Bild 1: Der 1905 in Dienst gestellte Panzerkreuzer ‚Yorck’ (Deutsches Marinemuseum, Wilhelmshaven)
Der 1905 in Dienst gestellte Panzerkreuzer ‚Yorck’ (Deutsches Marinemuseum, Wilhelmshaven)

Mit am Anfang der besonderen Vorkommnisse des Ersten Weltkriegs in der Region steht eine Schiffskatastrophe auf der Innenjade unweit von Horumersiel. Dort lief am Morgen des 4. November 1914 der Panzerkreuzer ‚Yorck’ auf zwei Minen einer von der deutschen Marine gelegten Sperre, welche einen befürchteten Angriff der englischen Kriegsflotte auf Wilhelmshaven verhindern sollte. Das Schiff sank schnell und riss einen großen Teil der Besatzung mit in die Tiefe. Die Zahl der Toten wird mit 336 beziffert, 381 Menschen wurden gerettet.

Illustration zu der in der Erzählung Bernstorffs  beschriebenen Ausfahrt aus dem Kieler Hafen auf „große Fahrt“ (nach einem Aquarell  von Willy Stöwer). Bernstorff und Stöwer sind effektive Multiplikatoren der Marine-Euphorie, die das illusionäre Flottenbauprogramm von Kaiser Wilhelm II. und Alfred von Tirpitz (1849 – 1930) in weiten Bevölkerungskreisen begleitete.
Illustration zu der in der Erzählung Bernstorffs beschriebenen Ausfahrt aus dem Kieler Hafen auf „große Fahrt“ (nach einem Aquarell von Willy Stöwer). Bernstorff und Stöwer sind effektive Multiplikatoren der Marine-Euphorie, die das illusionäre Flottenbauprogramm von Kaiser Wilhelm II. und Alfred von Tirpitz (1849 – 1930) in weiten Bevölkerungskreisen begleitete.
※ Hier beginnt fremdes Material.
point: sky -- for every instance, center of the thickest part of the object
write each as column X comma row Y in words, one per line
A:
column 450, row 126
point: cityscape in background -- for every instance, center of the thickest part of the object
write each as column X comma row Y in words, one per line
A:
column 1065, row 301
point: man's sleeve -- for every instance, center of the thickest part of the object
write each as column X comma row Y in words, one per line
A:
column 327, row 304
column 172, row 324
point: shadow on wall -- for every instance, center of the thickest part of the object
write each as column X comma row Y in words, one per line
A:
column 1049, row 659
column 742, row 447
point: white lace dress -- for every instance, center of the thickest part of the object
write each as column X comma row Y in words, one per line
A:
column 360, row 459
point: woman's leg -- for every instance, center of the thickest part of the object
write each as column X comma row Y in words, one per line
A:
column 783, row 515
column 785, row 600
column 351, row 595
Die ‚Yorck’ war am 14. 5. 1904 bei der Werft Blohm & Voss in Hamburg vom Stapel gelaufen und wurde im November 1905 in Kiel in Dienst gestellt. Benannt wurde der 127,8 m lange und 20,2 m breite Große Kreuzer der Roon-Klasse nach Ludwig Yorck von Wartenburg (1759 – 1830 ), dem preußischen General aus der Zeit der napoleonischen Kriege, der ein Neutralitäts-Abkommen mit den Russen (die sog. „Konvention von Tauroggen“) geschlossen hatte, ohne dazu von seinem König Friedrich Wilhelm II. befugt worden zu sein.
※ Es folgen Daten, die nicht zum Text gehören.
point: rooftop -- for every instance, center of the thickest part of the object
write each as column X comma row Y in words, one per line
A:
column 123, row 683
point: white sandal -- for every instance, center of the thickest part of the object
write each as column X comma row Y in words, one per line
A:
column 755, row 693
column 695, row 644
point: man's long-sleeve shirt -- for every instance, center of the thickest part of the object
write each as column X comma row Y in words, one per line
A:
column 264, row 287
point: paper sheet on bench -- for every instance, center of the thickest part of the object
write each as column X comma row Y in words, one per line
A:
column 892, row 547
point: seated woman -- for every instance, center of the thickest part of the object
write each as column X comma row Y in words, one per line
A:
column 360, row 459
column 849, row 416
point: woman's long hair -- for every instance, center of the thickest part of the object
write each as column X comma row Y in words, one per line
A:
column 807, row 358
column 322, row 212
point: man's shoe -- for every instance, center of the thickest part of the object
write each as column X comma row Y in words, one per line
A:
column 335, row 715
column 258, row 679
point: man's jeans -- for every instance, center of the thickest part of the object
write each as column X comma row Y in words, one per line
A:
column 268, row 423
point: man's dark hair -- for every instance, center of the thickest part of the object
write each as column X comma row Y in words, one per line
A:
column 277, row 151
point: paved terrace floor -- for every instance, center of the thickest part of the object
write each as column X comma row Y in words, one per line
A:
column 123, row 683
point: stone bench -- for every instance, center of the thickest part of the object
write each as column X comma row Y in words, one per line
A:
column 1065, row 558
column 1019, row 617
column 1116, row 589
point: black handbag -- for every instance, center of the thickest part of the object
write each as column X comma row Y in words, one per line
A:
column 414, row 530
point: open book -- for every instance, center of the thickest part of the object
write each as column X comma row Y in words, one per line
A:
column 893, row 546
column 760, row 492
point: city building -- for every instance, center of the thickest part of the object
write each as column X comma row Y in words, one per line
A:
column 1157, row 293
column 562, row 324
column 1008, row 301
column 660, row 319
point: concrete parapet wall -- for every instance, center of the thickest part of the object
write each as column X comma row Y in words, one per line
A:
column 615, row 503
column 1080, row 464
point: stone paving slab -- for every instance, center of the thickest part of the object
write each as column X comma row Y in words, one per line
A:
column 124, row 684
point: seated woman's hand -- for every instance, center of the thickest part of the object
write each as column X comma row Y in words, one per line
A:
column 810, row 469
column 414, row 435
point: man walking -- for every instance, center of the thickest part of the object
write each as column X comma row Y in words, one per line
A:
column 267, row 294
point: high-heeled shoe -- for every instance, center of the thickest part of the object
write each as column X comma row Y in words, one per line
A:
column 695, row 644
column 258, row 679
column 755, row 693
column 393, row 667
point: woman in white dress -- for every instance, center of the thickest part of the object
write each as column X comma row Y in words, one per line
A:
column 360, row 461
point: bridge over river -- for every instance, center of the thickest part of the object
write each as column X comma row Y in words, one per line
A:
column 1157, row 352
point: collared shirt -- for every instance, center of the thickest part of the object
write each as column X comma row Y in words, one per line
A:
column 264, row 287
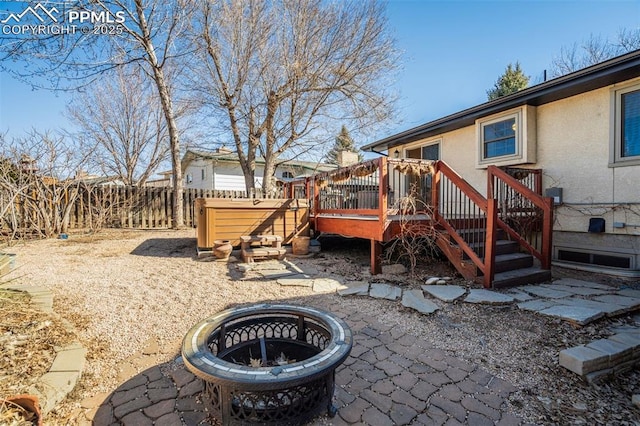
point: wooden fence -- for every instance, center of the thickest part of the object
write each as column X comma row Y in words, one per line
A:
column 98, row 207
Im Mai 1913 außer Dienst gestellt und der Reserve zugeordnet, wurde die ‚Yorck’ zu Beginn des Krieges reaktiviert und der III. Aufklärungsgruppe zugeteilt. Diese war an einem der wenigen Offensivunternehmen beteiligt, welche die Marine zu Kriegsbeginn von Wilhelmshaven aus startete, nämlich an der Beschießung der englischen Ostküste bei Yarmouth (Grafschaft Norfolk) am 3. November 1914 durch einen Verband von Großen (‚Seydlitz’, ‚Moltke’, ‚Von der Tann’, ‚Blücher’) und Kleinen Kreuzern (‚Straßburg’, ‚Kolberg’, ‚Graudenz’ und ‚Stralsund’), wobei letztere auch Minen legten. Blieb der Beschuss selbst weitgehend ohne Wirkung, so kam ein englisches U-Boot (D 5), das zur Verfolgung der deutschen Schiffe aufgebrochen war, in Berührung mit einer deutschen Mine und sank. Die ‚Yorck’ hatte nicht an dem Angriff teilgenommen, sondern mit den anderen Schiffen ihrer Einheit etwa auf halber Distanz die Sicherung des Rückweges übernommen.
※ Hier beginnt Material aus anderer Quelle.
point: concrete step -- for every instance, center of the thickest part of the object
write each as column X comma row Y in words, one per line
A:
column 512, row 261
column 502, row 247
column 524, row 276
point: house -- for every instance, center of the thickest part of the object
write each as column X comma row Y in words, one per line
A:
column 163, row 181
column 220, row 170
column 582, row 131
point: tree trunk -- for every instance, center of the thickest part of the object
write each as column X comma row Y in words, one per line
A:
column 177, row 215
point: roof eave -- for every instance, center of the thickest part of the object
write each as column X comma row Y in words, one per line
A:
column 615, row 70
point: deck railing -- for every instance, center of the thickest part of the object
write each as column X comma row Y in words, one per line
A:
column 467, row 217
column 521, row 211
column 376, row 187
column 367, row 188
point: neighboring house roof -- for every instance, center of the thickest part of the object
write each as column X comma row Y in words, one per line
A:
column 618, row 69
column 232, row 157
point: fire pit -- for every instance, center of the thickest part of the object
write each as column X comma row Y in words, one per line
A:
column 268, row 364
Bei der Rückkehr in den Heimathafen gingen die Schiffe wegen starken Nebels in der Außenjade vor Anker. Obwohl sich der Lotse weigerte, die Verantwortung zu übernehmen, beschloss der Kapitän Waldemar Pieper trotz der eingeschränkten Sicht am frühen Morgen des 4. November nach Wilhelmshaven einzulaufen. Dabei geriet die ‚Yorck’ auf eine Mine und unmittelbar danach bei einem Wendemanöver auf eine zweite, kenterte und sank nach kurzer Zeit. Pieper wurde am 23. Dezember 1914 von einem Kriegsgericht in Wilhelmshaven wegen Missachten von Befehlen und fahrlässiger Tötung zu zwei Jahren Festungshaft verurteilt.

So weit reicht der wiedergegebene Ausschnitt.